Use of principal component analysis (PCA) and hierarchical cluster analysis (HCA) for multivariate association between bioactive compounds and functional properties in foods: A critical perspective

https://doi.org/10.1016/j.tifs.2017.12.006Get rights and content

Highlights

  • Chemometric tools are widely used for classification, calibration and exploratory issues.

  • Unsupervised statistical methods are used to study data structure and look for clusters of samples.

  • PCA and CA are the most widely used methods.

  • PCA and CA can be useful in studies regarding bioactive compounds in foods.

  • We criticize the indiscriminate use of PCA and CA.

Abstract

Background

The development of statistical software has enabled food scientists to perform a wide variety of mathematical/statistical analyses and solve problems. Therefore, not only sophisticated analytical methods but also the application of multivariate statistical methods have increased considerably. Herein, principal component analysis (PCA) and hierarchical cluster analysis (HCA) are the most widely used tools to explore similarities and hidden patterns among samples where relationship on data and grouping are until unclear. Usually, larger chemical data sets, bioactive compounds and functional properties are the target of these methodologies.

Scope and approach

In this article, we criticize these methods when correlation analysis should be calculated and results analyzed.

Key findings and conclusions

The use of PCA and HCA in food chemistry studies has increased because the results are easy to interpret and discuss.

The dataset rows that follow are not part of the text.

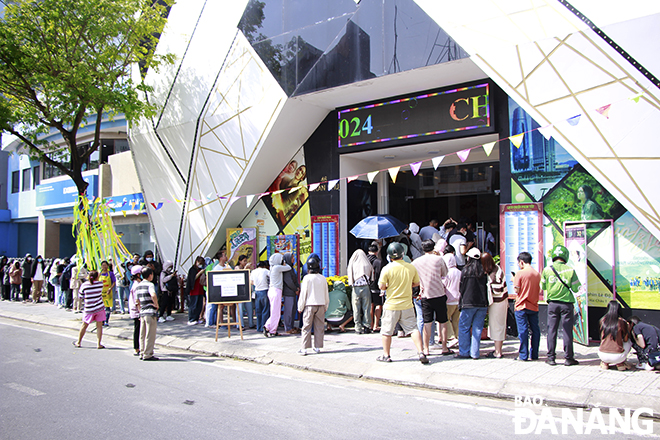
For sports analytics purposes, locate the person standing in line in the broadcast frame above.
[513,252,541,361]
[21,254,33,302]
[158,260,179,322]
[128,264,142,356]
[30,255,45,304]
[367,243,383,332]
[376,242,429,364]
[98,260,117,326]
[598,300,633,371]
[9,260,23,301]
[186,255,206,325]
[541,244,581,366]
[135,267,158,361]
[419,219,438,241]
[412,239,454,356]
[442,253,461,348]
[445,223,468,270]
[73,270,105,349]
[346,249,374,335]
[455,248,488,359]
[250,261,270,333]
[264,254,292,338]
[0,255,11,301]
[282,252,300,335]
[300,260,330,356]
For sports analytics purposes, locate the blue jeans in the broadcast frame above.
[254,290,270,332]
[515,309,541,361]
[413,298,435,345]
[117,286,130,313]
[458,307,488,359]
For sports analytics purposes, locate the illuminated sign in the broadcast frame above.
[338,83,494,150]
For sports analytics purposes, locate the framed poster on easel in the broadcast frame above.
[311,215,339,278]
[500,203,543,300]
[206,270,252,341]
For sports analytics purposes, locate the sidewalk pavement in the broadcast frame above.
[0,301,660,418]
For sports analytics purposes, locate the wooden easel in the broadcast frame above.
[211,302,243,342]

However, their indiscriminate use to assess the association between bioactive compounds and in vitro functional properties is criticized as they provide a qualitative view of the data. When appropriate, one should bear in mind that the correlation between the content of chemical compounds and bioactivity could be duly discussed using correlation coefficients.

Introduction

As well stressed by Ropodi, Panagou, and Nychas (2016), in the 21st century, governmental, industrial, and academic problems need to be addressed by using sophisticated analytical tools with proper data collection, analysis and interpretation. In this sense, data mining and data analysis are two interrelated approaches developed rapidly to address problems related to engineering and technology, as well as medicine, economics, biology, and food science (Brown, 2017).

Chemometrics is an interfacial discipline that extracts useful information from large chemical and biochemical data sets using different mathematical and statistical methods (Brown, 2017, Nunes et al., 2015). In applied chemistry, the use of chemometrics has been spread and well recognized since 1960 (Brereton, 2014), but in food sciences and technology the applications of chemometrics and sensometrics (multivariate methods applied to sensory data and studies consumers) are somewhat new (Aquino et al., 2014, Munck et al., 1998, Qannari, 2017). Conversely, the application of chemometrics for assessing the adulteration and geographical origin of foods based on chemical markers is well established in food science (Granato et al., 2015b, Granato et al., 2015d, Paneque et al., 2017, Giannetti et al., 2017, Opatić et al., 2018). For example, Garrido-Delgado, Muñoz-Pérez, and Arce (2018) used ion mobility spectrometry (IMS) to determine the origin of the olive oil, quality and adulteration with low-cost vegetable oils. Using different statistical tools, authors were able to predict the level of contaminating oil in olive oil. Therefore, there is no doubt that chemometric tools is of fundamental importance to solve real life problems.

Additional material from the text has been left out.